Let’s Start at the Very Beginning: On Prologues

fireandwonder:

exitpursuedbyaclaire:

There’s a certain type of prologue that always makes me
deeply suspicious of the book I’ve just started reading. I don’t know if this
prologue type has a name, but I’m sure you’ll recognize it from a few examples:

  • Average Joe is doing something mildly dangerous
    that he often does in his line of work, like patrolling a castle rampart or
    taking a shortcut home through a haunted alleyway. He’s accompanied by his
    dear, disposable friends, Average Sue, Average Bob, and Average Jill. But this
    night, something is different. Something is coming for Average Joe. It picks
    off his friends one by one, always managing to stay hidden. And when Average
    Joe finally sees it, he screams “By the gods!”—or just screams—and we, the
    reader, are told that he sees it, and how he reacts, but not what the thing
    actually is. End Prologue.
  • Scholar Joseph is researching an ancient and
    mysterious force, being a scholar.

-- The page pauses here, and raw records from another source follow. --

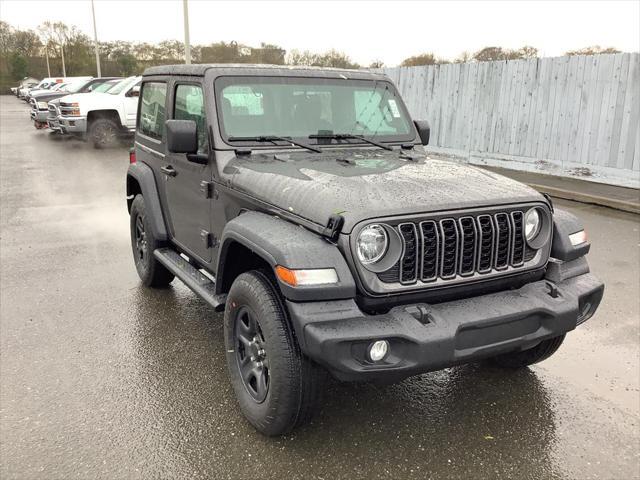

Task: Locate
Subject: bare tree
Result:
[400,53,449,67]
[565,45,620,57]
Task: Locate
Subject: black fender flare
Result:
[127,163,169,241]
[216,211,356,302]
[551,208,591,262]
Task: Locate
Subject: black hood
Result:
[223,148,543,233]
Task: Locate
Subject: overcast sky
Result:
[0,0,640,66]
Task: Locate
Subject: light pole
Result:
[44,42,51,78]
[182,0,191,65]
[91,0,102,77]
[60,41,67,77]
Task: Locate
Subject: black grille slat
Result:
[494,213,511,270]
[398,223,418,283]
[378,261,400,283]
[458,217,478,276]
[440,218,458,279]
[420,220,440,282]
[478,215,495,273]
[511,212,524,267]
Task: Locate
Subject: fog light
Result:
[369,340,389,362]
[577,302,593,325]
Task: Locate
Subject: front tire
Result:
[224,270,324,436]
[489,335,565,368]
[89,118,119,148]
[130,195,174,288]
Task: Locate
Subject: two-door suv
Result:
[126,65,604,435]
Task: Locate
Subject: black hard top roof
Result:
[142,63,388,80]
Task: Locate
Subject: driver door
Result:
[161,80,212,263]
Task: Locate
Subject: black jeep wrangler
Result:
[126,65,604,435]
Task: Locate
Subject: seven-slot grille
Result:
[60,102,78,117]
[49,103,60,118]
[378,211,535,285]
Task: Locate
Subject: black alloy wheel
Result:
[135,214,149,262]
[234,306,269,403]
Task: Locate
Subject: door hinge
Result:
[200,180,213,198]
[200,230,218,248]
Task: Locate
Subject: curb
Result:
[527,183,640,215]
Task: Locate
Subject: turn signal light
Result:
[275,265,338,287]
[569,230,587,247]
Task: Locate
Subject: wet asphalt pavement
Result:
[0,96,640,480]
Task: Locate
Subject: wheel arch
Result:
[126,163,169,242]
[216,212,356,301]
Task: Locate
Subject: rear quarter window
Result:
[138,82,167,140]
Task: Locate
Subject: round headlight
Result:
[524,208,542,241]
[356,224,389,265]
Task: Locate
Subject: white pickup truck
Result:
[58,77,142,148]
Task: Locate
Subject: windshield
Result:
[108,77,140,95]
[91,79,123,93]
[215,77,414,145]
[60,80,91,93]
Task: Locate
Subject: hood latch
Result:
[322,214,344,242]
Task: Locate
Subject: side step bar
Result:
[153,248,227,312]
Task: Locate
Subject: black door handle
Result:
[160,165,178,177]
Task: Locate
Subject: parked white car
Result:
[24,76,91,102]
[58,77,142,148]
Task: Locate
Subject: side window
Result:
[173,85,209,153]
[138,82,167,140]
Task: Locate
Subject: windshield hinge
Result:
[322,214,344,242]
[200,180,213,198]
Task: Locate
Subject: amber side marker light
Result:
[275,265,338,287]
[569,230,587,247]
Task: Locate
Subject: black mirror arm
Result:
[187,153,209,165]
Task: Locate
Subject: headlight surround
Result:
[356,223,389,265]
[524,208,542,243]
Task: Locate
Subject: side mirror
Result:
[127,85,140,97]
[165,120,198,154]
[413,120,431,145]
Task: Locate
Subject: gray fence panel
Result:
[382,53,640,188]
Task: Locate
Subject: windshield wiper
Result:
[309,133,393,151]
[228,135,322,153]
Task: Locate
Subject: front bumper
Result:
[287,273,604,380]
[47,117,62,132]
[58,116,87,133]
[31,108,49,124]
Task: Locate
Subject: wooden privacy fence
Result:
[382,53,640,188]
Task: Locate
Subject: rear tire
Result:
[489,335,565,368]
[130,195,174,288]
[224,270,325,436]
[89,118,120,148]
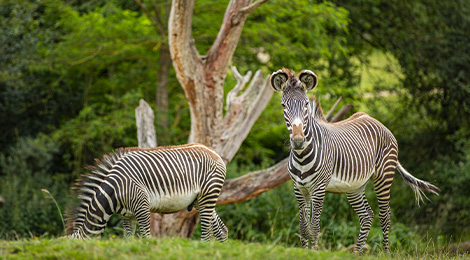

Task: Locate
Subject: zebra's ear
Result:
[270,70,287,92]
[299,70,318,91]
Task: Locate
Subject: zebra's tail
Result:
[397,162,441,206]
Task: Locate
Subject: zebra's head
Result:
[270,68,318,150]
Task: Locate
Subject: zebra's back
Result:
[325,112,398,193]
[109,144,225,213]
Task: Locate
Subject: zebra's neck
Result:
[291,116,327,158]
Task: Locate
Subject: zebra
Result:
[270,68,440,253]
[66,144,228,242]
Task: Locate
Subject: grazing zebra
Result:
[67,144,228,241]
[270,68,440,253]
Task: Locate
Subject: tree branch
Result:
[215,67,273,163]
[217,158,290,205]
[240,0,268,13]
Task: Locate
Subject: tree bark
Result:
[135,99,157,148]
[136,0,354,240]
[156,43,171,133]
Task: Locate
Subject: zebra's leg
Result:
[294,185,310,248]
[346,186,374,254]
[122,216,137,238]
[374,164,395,253]
[310,187,325,248]
[212,210,228,242]
[133,200,150,238]
[194,203,215,241]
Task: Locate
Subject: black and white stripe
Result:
[67,144,228,241]
[271,69,439,253]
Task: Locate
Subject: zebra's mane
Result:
[65,143,214,235]
[65,148,129,235]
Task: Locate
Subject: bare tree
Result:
[136,0,352,237]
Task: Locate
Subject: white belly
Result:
[150,192,198,213]
[326,175,368,193]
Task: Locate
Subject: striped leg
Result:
[374,156,396,253]
[212,210,228,242]
[346,186,374,254]
[294,185,310,248]
[122,216,137,238]
[310,187,325,248]
[194,203,215,241]
[133,197,150,238]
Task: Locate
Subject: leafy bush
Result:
[0,138,68,238]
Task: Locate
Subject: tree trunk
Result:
[135,0,350,237]
[156,43,171,134]
[135,99,157,148]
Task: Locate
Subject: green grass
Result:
[0,238,375,260]
[0,238,468,260]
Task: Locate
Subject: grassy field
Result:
[0,238,468,260]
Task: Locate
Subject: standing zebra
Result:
[270,68,440,253]
[67,144,228,241]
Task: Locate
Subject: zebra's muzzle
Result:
[290,136,305,150]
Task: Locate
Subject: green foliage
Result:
[0,138,68,239]
[50,91,141,177]
[0,0,79,152]
[334,0,470,160]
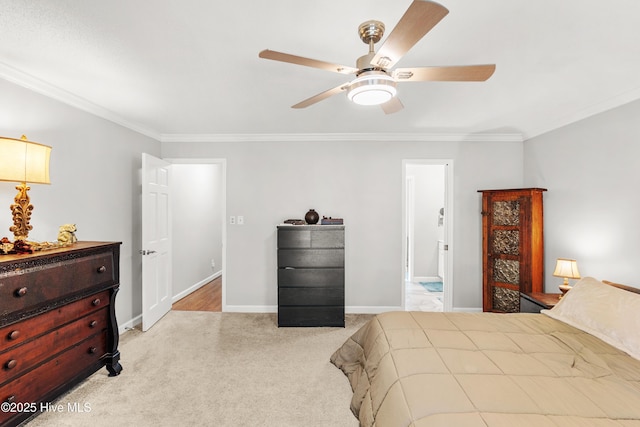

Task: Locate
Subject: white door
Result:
[141,153,171,331]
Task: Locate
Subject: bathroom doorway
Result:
[403,160,452,311]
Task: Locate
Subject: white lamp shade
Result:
[0,137,51,184]
[347,71,397,105]
[553,258,580,279]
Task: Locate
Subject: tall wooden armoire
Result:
[479,188,547,313]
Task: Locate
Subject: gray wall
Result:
[0,79,160,332]
[524,101,640,292]
[5,73,640,325]
[162,141,523,311]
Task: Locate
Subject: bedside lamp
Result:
[553,258,580,295]
[0,135,51,240]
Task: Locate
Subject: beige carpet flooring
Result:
[27,311,370,427]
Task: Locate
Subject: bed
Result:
[331,277,640,427]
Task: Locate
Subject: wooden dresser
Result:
[0,242,122,426]
[480,188,546,313]
[278,225,344,327]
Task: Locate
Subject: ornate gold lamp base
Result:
[558,277,571,298]
[9,182,33,240]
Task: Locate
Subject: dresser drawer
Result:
[278,288,344,306]
[278,268,344,288]
[0,290,110,352]
[0,307,109,384]
[0,252,115,316]
[278,249,344,267]
[278,226,344,249]
[0,332,107,423]
[278,306,344,327]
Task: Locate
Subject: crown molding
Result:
[523,87,640,141]
[160,133,523,143]
[0,62,160,141]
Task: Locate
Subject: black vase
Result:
[304,209,320,224]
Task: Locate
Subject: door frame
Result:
[400,159,454,311]
[164,158,227,312]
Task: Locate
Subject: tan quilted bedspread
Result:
[331,312,640,427]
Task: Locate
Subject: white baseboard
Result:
[412,276,442,282]
[223,305,278,313]
[118,314,142,335]
[344,305,402,314]
[171,270,222,304]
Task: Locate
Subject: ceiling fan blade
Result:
[291,83,349,108]
[380,96,404,114]
[371,0,449,68]
[258,49,358,74]
[392,64,496,82]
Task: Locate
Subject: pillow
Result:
[541,277,640,360]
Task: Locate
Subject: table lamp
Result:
[0,135,51,240]
[553,258,580,295]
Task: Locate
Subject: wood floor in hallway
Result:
[171,276,222,311]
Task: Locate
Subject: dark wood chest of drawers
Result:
[0,242,122,426]
[278,225,344,326]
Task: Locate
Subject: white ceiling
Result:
[0,0,640,140]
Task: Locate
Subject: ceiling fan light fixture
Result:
[347,71,397,105]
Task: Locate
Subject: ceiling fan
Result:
[258,0,496,114]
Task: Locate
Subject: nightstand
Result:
[520,292,562,313]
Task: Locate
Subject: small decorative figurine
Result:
[304,209,320,224]
[58,224,78,245]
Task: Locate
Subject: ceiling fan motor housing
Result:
[347,70,397,105]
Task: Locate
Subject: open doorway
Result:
[403,159,452,311]
[168,159,226,311]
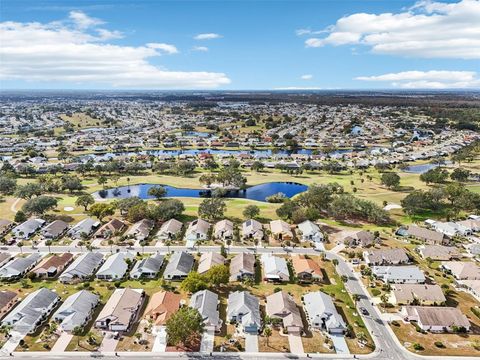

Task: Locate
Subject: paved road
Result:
[0,246,478,360]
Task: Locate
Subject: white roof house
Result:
[53,290,100,331]
[262,254,290,281]
[298,220,324,242]
[96,252,135,281]
[372,266,425,284]
[303,291,347,333]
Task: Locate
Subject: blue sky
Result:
[0,0,480,90]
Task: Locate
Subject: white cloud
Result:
[302,0,480,59]
[192,46,208,52]
[0,12,230,89]
[355,70,480,89]
[147,43,178,54]
[68,10,104,29]
[193,33,222,40]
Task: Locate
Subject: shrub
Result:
[413,343,425,351]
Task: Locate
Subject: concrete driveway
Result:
[50,331,73,353]
[288,334,305,355]
[245,334,258,352]
[152,326,167,352]
[200,328,215,353]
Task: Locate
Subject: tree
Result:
[243,205,260,219]
[198,198,227,220]
[450,168,470,182]
[381,172,400,189]
[148,185,167,200]
[75,194,95,211]
[205,264,230,287]
[88,203,115,221]
[166,306,205,349]
[180,271,208,293]
[252,160,265,172]
[263,326,272,346]
[22,195,58,215]
[0,176,17,195]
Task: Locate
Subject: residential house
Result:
[53,290,100,332]
[2,288,60,334]
[227,291,262,334]
[95,252,135,281]
[270,220,293,241]
[185,219,211,241]
[130,253,165,279]
[441,261,480,280]
[12,219,45,240]
[95,219,127,239]
[230,253,255,281]
[0,252,13,268]
[401,306,470,332]
[144,291,182,326]
[292,254,323,282]
[417,245,460,261]
[33,253,73,279]
[95,288,145,331]
[0,290,18,319]
[213,219,233,241]
[298,220,324,242]
[242,219,264,241]
[40,220,68,240]
[0,253,42,280]
[265,291,303,334]
[372,266,425,284]
[156,219,183,240]
[197,252,225,274]
[406,225,448,245]
[67,218,100,240]
[389,284,447,305]
[303,291,347,334]
[344,230,375,247]
[0,219,13,237]
[163,251,195,280]
[58,252,103,284]
[363,248,410,266]
[190,290,222,331]
[125,219,155,242]
[261,254,290,282]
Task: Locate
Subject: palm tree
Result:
[263,326,272,346]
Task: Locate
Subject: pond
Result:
[93,182,308,201]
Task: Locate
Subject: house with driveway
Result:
[230,253,255,281]
[401,306,470,332]
[261,254,290,282]
[53,290,100,332]
[303,291,347,334]
[163,251,195,281]
[372,265,425,284]
[190,290,222,332]
[227,291,262,334]
[130,253,165,279]
[95,252,135,281]
[58,252,103,284]
[265,291,303,334]
[0,253,42,280]
[12,219,45,240]
[2,288,60,334]
[95,288,145,332]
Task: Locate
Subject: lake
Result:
[93,182,308,201]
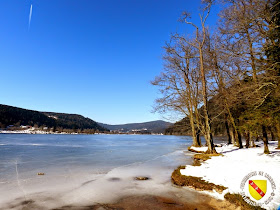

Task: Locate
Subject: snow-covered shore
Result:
[0,129,78,134]
[180,141,280,209]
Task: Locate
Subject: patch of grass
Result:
[225,193,264,210]
[188,146,203,153]
[171,166,227,192]
[193,153,221,161]
[192,159,201,166]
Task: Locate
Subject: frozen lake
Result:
[0,134,195,209]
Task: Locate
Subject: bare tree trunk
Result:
[196,128,201,146]
[276,123,280,149]
[229,127,235,145]
[244,131,250,148]
[269,126,275,141]
[225,114,232,144]
[199,47,217,154]
[262,125,269,154]
[190,112,200,147]
[237,131,243,149]
[249,131,256,147]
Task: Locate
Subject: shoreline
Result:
[177,141,280,209]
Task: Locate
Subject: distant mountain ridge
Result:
[0,104,108,131]
[98,120,173,133]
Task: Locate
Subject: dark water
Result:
[0,134,192,208]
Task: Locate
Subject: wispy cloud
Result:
[28,4,32,30]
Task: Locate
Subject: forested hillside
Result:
[0,104,108,132]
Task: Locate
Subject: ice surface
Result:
[0,134,194,209]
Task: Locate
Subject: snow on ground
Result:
[0,129,78,134]
[181,141,280,209]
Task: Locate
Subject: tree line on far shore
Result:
[152,0,280,153]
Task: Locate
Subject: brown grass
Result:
[193,153,221,161]
[225,193,264,210]
[188,146,203,153]
[171,166,227,192]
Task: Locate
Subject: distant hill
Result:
[0,104,107,131]
[99,120,172,133]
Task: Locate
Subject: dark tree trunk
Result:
[225,114,232,144]
[237,131,243,149]
[269,127,275,141]
[244,131,250,148]
[196,129,201,146]
[262,125,269,154]
[250,133,256,147]
[229,128,235,145]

He suddenly hits upon a shocking discovery.
    We are not told what this discovery, exactly, is. But the kingdom is in danger!
    He must warn the king—nope, too late, someone stabbed him in the back. End Prologue.
  • Evil Overlord Jxoxex is busy torturing children
    and kicking puppies when his Evil Advisors approach him. The Evil Ritual is
    complete! At last, after a hundred or a thousand years, he can rise again to
    complete his Evil Plan! What’s the Evil Plan, you ask? Who knows! Certainly not
    the reader. End Prologue.

Chapter one begins in a small farming town in the middle of nowhere
(or a castle scullery) in which a teenager of mysterious parentage is looking
forward to the Harvest Festival. The events of the prologue are not mentioned
again until 400 pages in.

I think I will call this type of prologue the Ominous
Prologue of Vagueness.

I have a cynical suspicion that authors use the Ominous
Prologue of Vagueness because they know that starting their story in a
pleasant, sleepy farming town is dull. The Ominous Prologue of Vagueness is
supposed to make us forgive 50 pages of mundanity in the hopes that soon, we’ll
get back to something interesting. But at this point in my life, I am utterly
desensitized to a prologue in which bad things happen to characters I don’t
know. Your world is in danger from an ancient evil? Get in line. Without any
kind of distinguishing detail, the malevolent evil force itself is only an
eyelash more interesting than the preparations for the Harvest Festival.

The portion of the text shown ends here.